Symptoms of Xanax overdose include:
- Severely slowed or stopped breathing
- Low heart rate and blood pressure
Medical attention should be obtained immediately in case of an overdose to avoid complicating the issue with severe withdrawal symptoms that can also be risks to the person’s life.
If the person receives medical help, many of the symptoms are likely reversible. However, with slowed or stopped breathing and poor circulation, there may be lack of oxygen to the brain, which can cause permanent brain damage.

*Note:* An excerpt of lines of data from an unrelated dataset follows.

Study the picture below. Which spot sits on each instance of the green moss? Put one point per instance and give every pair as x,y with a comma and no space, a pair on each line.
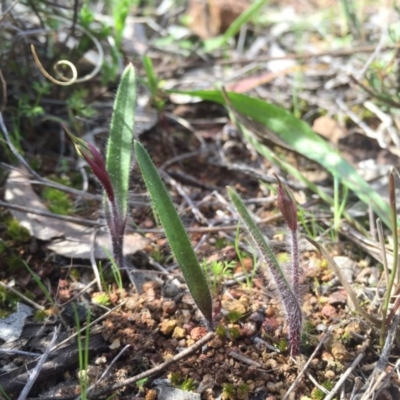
234,333
318,394
101,299
188,384
221,331
234,316
228,391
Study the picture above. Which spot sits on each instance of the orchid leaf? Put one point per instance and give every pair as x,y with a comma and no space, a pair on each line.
289,299
301,138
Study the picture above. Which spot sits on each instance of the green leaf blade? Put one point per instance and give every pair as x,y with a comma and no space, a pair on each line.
298,135
175,232
119,146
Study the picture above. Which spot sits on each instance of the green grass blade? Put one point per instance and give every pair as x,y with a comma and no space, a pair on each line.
175,232
214,43
299,135
119,147
272,157
151,75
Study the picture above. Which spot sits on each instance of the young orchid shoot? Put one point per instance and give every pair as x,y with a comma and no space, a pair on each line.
288,293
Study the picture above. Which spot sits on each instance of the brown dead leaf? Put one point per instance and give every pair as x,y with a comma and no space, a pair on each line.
66,238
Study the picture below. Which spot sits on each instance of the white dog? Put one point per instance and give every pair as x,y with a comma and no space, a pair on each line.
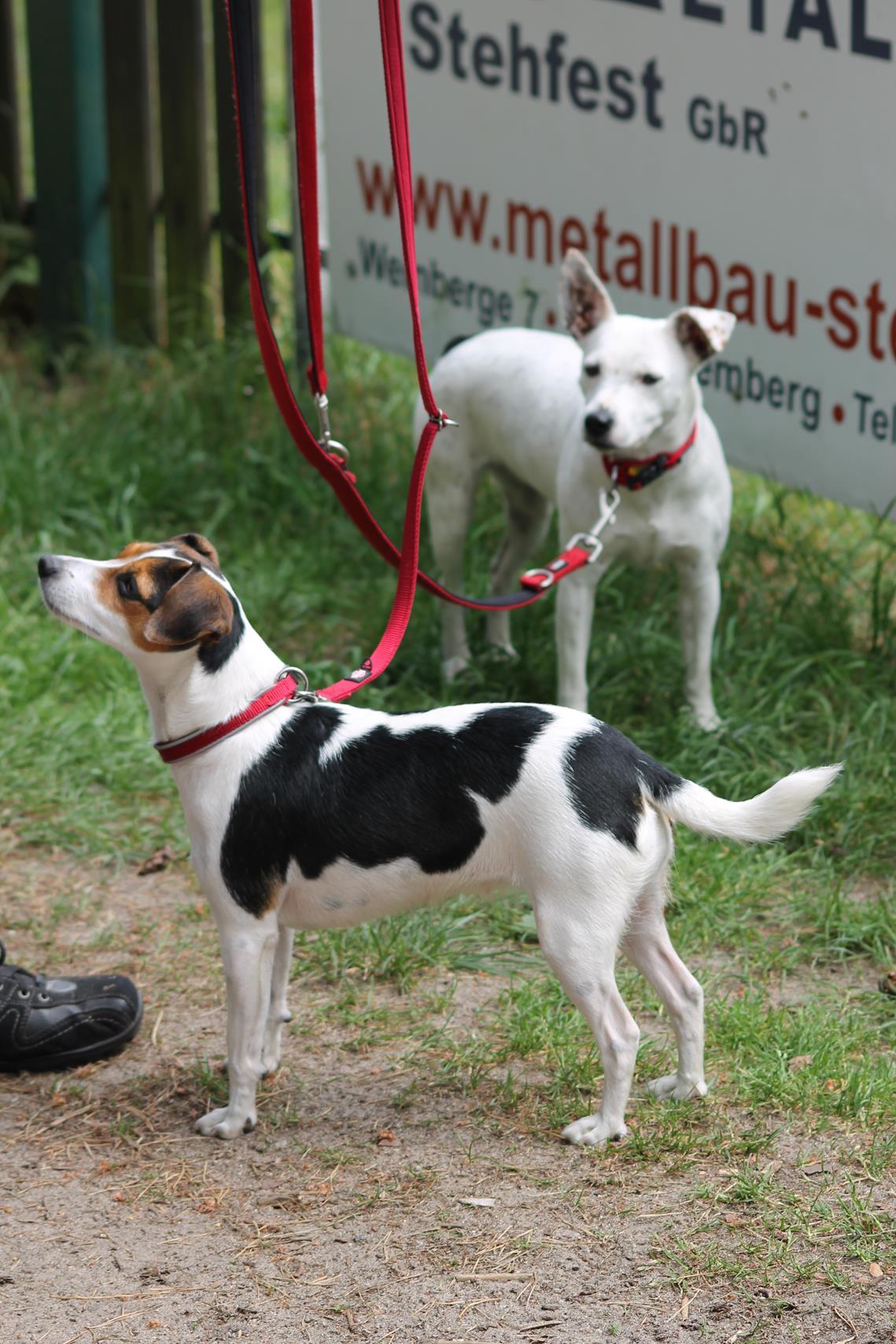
554,419
321,816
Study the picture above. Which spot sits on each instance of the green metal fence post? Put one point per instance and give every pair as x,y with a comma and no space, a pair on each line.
72,218
131,193
234,271
9,153
182,100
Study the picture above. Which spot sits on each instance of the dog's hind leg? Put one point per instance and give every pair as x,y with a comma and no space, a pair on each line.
582,957
248,947
278,1010
573,624
527,515
647,943
450,511
699,598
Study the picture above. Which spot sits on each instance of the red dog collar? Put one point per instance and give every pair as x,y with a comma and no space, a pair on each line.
286,689
634,474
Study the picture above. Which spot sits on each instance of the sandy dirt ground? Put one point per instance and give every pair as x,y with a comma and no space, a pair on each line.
343,1218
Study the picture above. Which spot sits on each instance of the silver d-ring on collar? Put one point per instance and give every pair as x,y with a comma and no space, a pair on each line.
304,689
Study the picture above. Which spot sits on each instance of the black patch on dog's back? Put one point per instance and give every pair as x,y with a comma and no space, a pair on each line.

Treatment for Xanax Abuse and Addiction
The risks of Xanax abuse and addiction can be reduced through treatment. When provided by the experienced, certified medical and addiction treatment specialists in a research-based treatment program, cognitive and physical therapies can help an individual begin to recover from the addiction and learn to manage it into the future. These therapies include:
- Education to help the person understand addiction and its effects
- Behavioral therapy to develop skills in altering behavior patterns
- Family therapy to manage relationship dynamics that may contribute to drug abuse
- Nutrition and fitness programs to help the body recover from health effects
- Group therapy and 12-Step or peer groups to provide motivation and social support
- Alumni and post-treatment programs to help the person reintegrate into society and practice recovery skills
With these treatments and others supported through addiction research, the individual has a higher chance of achieving long-term recovery than with no support, enabling the person to move forward into a more positive, productive future.